2016-07-10

Buntu nie będzie

Zablokowanie Trybunału Konstytucyjnego, likwidacja służby cywilnej i zastąpienie jej partyjnym aktywem, zrujnowanie relacji z Unią Europejską i z USA, inwigilacja i prawo do blokowania internetu, upaństwowienie mediów publicznych i wreszcie manipulacja i cenzura w TV. Za każdym razem słyszę: teraz przegięli, ludzie się zbuntują. 

1989
Słyszę to od tych, co jeszcze rok, parę miesięcy temu mówili mi: przesadzasz, popadasz w antyspisowską obsesję. Ale ci, co się mieli zbuntować, już się zbuntowali. Popatrzcie dobrze: oni nie są większością! Większość doprowadziła Prawo i Sprawiedliwość do zwycięstwa wyborach i dzisiaj zagłosowałaby tak samo. PiS nie szczędzi starań, by determinacja kontestujących nowy porządek nie opadła, by zbuntowani się nie znudzili. Ale tej determinacji nie wystarczy, by przekonać tę drugą część Polski: tych, którzy mają w nosie i tych, którym naprawdę się "dobra zmiana" podoba. Naprawdę.

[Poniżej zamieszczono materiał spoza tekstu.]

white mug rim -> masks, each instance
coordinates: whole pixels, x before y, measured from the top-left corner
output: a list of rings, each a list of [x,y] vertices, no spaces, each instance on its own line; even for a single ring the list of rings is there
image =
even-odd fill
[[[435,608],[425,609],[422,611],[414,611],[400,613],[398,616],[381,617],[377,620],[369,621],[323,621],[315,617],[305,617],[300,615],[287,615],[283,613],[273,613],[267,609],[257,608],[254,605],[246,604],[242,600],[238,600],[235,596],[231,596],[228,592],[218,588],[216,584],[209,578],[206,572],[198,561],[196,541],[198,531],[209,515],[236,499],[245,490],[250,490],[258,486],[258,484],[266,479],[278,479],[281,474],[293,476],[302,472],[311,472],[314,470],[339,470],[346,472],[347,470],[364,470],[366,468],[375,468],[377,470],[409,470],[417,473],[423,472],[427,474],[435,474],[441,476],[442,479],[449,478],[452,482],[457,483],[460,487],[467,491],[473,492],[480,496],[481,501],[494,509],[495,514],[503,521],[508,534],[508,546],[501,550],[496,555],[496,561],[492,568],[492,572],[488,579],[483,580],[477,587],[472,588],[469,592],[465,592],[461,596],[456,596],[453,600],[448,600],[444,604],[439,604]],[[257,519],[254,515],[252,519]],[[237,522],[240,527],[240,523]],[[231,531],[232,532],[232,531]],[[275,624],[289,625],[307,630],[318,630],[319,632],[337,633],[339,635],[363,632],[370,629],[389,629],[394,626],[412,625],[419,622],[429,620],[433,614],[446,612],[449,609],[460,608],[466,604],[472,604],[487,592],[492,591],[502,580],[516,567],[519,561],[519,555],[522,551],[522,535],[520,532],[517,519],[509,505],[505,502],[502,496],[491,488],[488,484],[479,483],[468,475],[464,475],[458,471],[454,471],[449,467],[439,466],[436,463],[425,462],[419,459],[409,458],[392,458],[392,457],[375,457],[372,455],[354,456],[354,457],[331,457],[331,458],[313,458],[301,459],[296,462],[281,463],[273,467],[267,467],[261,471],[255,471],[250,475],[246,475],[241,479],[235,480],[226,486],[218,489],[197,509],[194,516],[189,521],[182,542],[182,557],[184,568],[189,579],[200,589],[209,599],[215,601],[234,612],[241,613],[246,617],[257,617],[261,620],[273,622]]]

Nie dołączą do buntu i żadne policyjne represje tego nie zmienią. Będzie jak zwykle, jak zawsze i wszędzie bywało: bunt zacznie się wtedy, gdy w portfelu zacznie ubywać, a nie przybywać, gdy przyjdą podwyżki cen i nie pozostanie już nic do rozdania. Ponieważ jednak w ciagu ostatnich dwudziestu sześciu lat sporo udało się wypracować (tak, pamiętam, że alokacja szwankowała), to na dość długo może wystarczyć. Może na przykład PiS wystarczyć do wygrania kolejnych wyborów.

Jeśli wagę poszczególnych praw podstawowych w społecznym odczuciu mierzyć potencjałem buntu, jaki wywoła ich ograniczenie, to okaże się, że najważniejszym prawem i najcenniejszą wartością współczesnej demokracji jest święte prawo obywatela do konsumpcji. Niech władza popełni ten jeden, jedyny niewybaczalny błąd, a wywoła gniew. Nie wcześniej.

***

NB. Kilka słów o kontekście tego wpisu. Przebywający w Warszawie z okazji szczytu NATO Barack Obama  8 lipca 2016 w jednoznaczny sposób przypomniał polskim władzom o koniecznosci przestrzegania praworządności. Andrzeja Dudę upomniał w sprawie Trybunału Konstytucyjnego. A na konferencji prasowej powiedział "Zaapelowaliśmy do wszystkich stron o wspólne działania dla dobra polskich instytucji demokratycznych. To właśnie bowiem czyni z nas demokracje – nie słowa zapisane w konstytucji czy fakt udziału w wyborach, ale instytucje, na których na co dzień polegamy, takie jak rządy prawa, niezależne sądownictwo i wolne media. Wiem, że są to wartości, na których zależy prezydentowi. Te właśnie wartości leżą u podstaw naszego Sojuszu, który został zbudowany, jak to zapisano w Traktacie Północnoatlantyckim, „na zasadach demokracji, wolności jednostki i rządów prawa”Telewizyjne Wiadomości, tuba propagandowa rządu, ocenzurowały  wypowiedź Obamy, a w redakcyjnym komentarzu sugerowaly, że amerykański prezydent wyraźnie zadeklarował,  że polska demokracja nie jest zagrożona. Ta seria klamstw i manipulacji (dostrzeżona przez międzynarodowe media) została uzupełniona podczas oficjalnej wystawy poświeconej  przystapieniu Polski do NATO. Pominięto na niej wszystkie kluczowe dla tego procesu postaci , lacznie z Bronislawem Geremkiem, który układ negocjował i podpisał zastępując je osobami o żadnym lub trzeciorzędnym znaczeniu, ale za to związanymi z PiS.

1 komentarz:

  1. Wszystko wskazuje na to, że ten scenariusz się spełni. Również duży wpływ na obecną sytuację ma bardzo słaba opozycja, która nie potrafi się zjednoczyć we wspólnej sprawie.

    OdpowiedzUsuń

Ostatni tekst na blogu. Bo szkoda gadać.

Przez parę lat, ze zmienną częstotliwością, publikowałem na tym blogu swoje uwagi i przemyślenia, traktując go jak rodzaj pamiętnika. Niby ...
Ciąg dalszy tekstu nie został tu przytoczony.